Population Pharmacokinetics (PPK) and Pharmacokinetic-Pharmacodynamic (PK/PD) of Vicriviroc in Treatment Naive HIV
C. Xu(1), H. Zhou(2), G. Krishna(1), M. McCarthy(3).
(1) Clinical PK/PD, Department of Drug Metabolism and Pharmacokinetics, (2) BARDS, (3) Global Clinical Research, Merck Research Labs, USA
Objectives: Vicriviroc is a potent CCR5 antagonist for treating HIV-1 infection. This study aimed to (1) assess vicriviroc pharmacokinetic (PK) profile and interpatient versus intrapatient variability in HIV positive patients using PPK, and (2) to explore PK/PD association using drug exposure and efficacy.

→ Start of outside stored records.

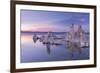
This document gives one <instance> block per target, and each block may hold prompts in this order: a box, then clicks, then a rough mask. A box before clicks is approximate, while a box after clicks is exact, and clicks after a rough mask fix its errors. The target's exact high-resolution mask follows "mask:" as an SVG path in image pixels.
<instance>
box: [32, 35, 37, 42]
mask: <svg viewBox="0 0 100 73" xmlns="http://www.w3.org/2000/svg"><path fill="white" fill-rule="evenodd" d="M37 40H38V37H37V35H36V34H34V35H33V41H34V43H36V41H37Z"/></svg>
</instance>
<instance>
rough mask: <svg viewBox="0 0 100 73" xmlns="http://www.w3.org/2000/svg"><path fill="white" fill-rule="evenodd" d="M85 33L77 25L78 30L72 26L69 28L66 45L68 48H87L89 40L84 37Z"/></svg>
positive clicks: (85, 36)
mask: <svg viewBox="0 0 100 73" xmlns="http://www.w3.org/2000/svg"><path fill="white" fill-rule="evenodd" d="M86 35H87V34H86V33H85V31H84V30H83V29H82V26H81V25H78V29H77V30H75V28H74V24H72V26H71V27H70V31H69V32H67V37H66V40H67V42H68V43H67V44H69V45H70V46H75V47H76V46H77V47H80V48H82V47H89V40H88V39H87V37H86Z"/></svg>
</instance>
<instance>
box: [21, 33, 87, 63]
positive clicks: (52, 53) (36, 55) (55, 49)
mask: <svg viewBox="0 0 100 73" xmlns="http://www.w3.org/2000/svg"><path fill="white" fill-rule="evenodd" d="M41 35H42V33H41V34H38V36H41ZM32 38H33V35H32V34H21V52H20V53H21V63H28V62H45V61H46V62H47V61H67V60H86V59H89V48H81V50H82V52H80V51H79V49H77V48H75V49H74V50H73V51H72V50H70V49H69V48H67V47H66V45H50V44H49V45H46V44H42V42H40V41H39V40H37V42H36V43H34V42H33V39H32ZM48 47H49V48H48Z"/></svg>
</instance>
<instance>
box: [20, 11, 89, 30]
mask: <svg viewBox="0 0 100 73" xmlns="http://www.w3.org/2000/svg"><path fill="white" fill-rule="evenodd" d="M71 24H76V25H78V24H81V25H82V26H83V29H84V30H85V31H86V32H89V13H79V12H57V11H39V10H21V31H42V32H46V31H53V32H65V31H68V29H69V26H71Z"/></svg>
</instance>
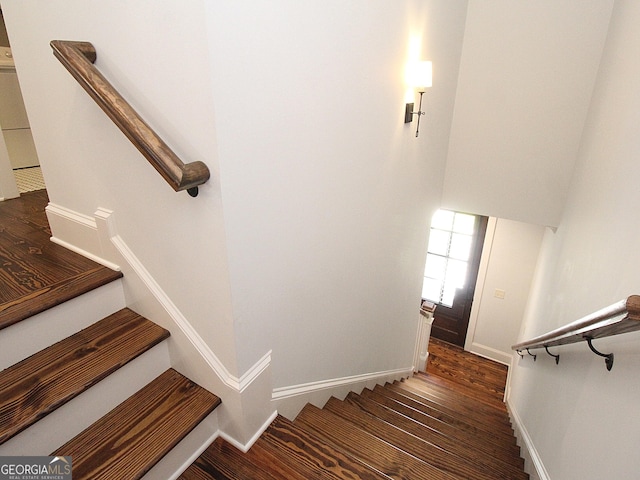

Methods: This global Phase 2 trial explored a class-sparing regimen of vicriviroc, a CCR5 antagonist vs Truvada, each in combination with ritonavir-boosted atazanavir (ATV/r). CCR5 HIV-infected treatment-naïve subjects were randomized 1:1 to open-label treatments with 95 and 123 subjects in Stage 1 and 2, respectively. The PPK analysis was performed using NONMEM based on plasma samples from patients receiving vicriviroc. Two plasma samples were collected pre-dose and approximately 1 hr post-dose on Weeks 4 and 12. Since the sparse PK sampling scheme was utilized in this Phase 2 trial, PK data from Phase I studies were combined and used for the population PK analysis. The influence of demographic and clinical characteristics on clearance and volume of distribution were examined. The drug exposure (AUC, Cmin and Cmax) was estimated for each patient and the exposure-virologic response association was explored.
Results: 105 vicriviroc treated patients contributed to 402 vicriviroc concentrations. Two-compartment model with first-order absorption and elimination was chosen as the pharmacokinetic base model. The apparent clearance (CL/F) was 3.39 L/h, apparent volume of distribution of the central compartment (Vc/F) was 170 L and the absorption rate constant (Ka) was 0.743 hr-1. Of the covariates evaluated, body weight was a significant covariate for CL/F and age was a significant covariate for Vc/F. A large interpatient variability was found for Ka (CV 70%), while the intrapatient variability was relatively small (CV 19%). The final model was evaluated by the bootstrap technique and the visual predictive check. The correlation between trough drug concentration (Cmin) and viral load change was assessed. Despite 99% patients has vicriviroc Cmin greater than 100 ng/mL, higher response rates were observed in naive subjects with higher vicriviroc Cmin.
Conclusions: A two-compartment model adequately described the vicriviroc PK in naïve HIV patients. Body weight and age were significant covariates. The integrated population PK model and PK-PD association can be used to predict antiviral activity and select the optimal dose regimen in naive patients.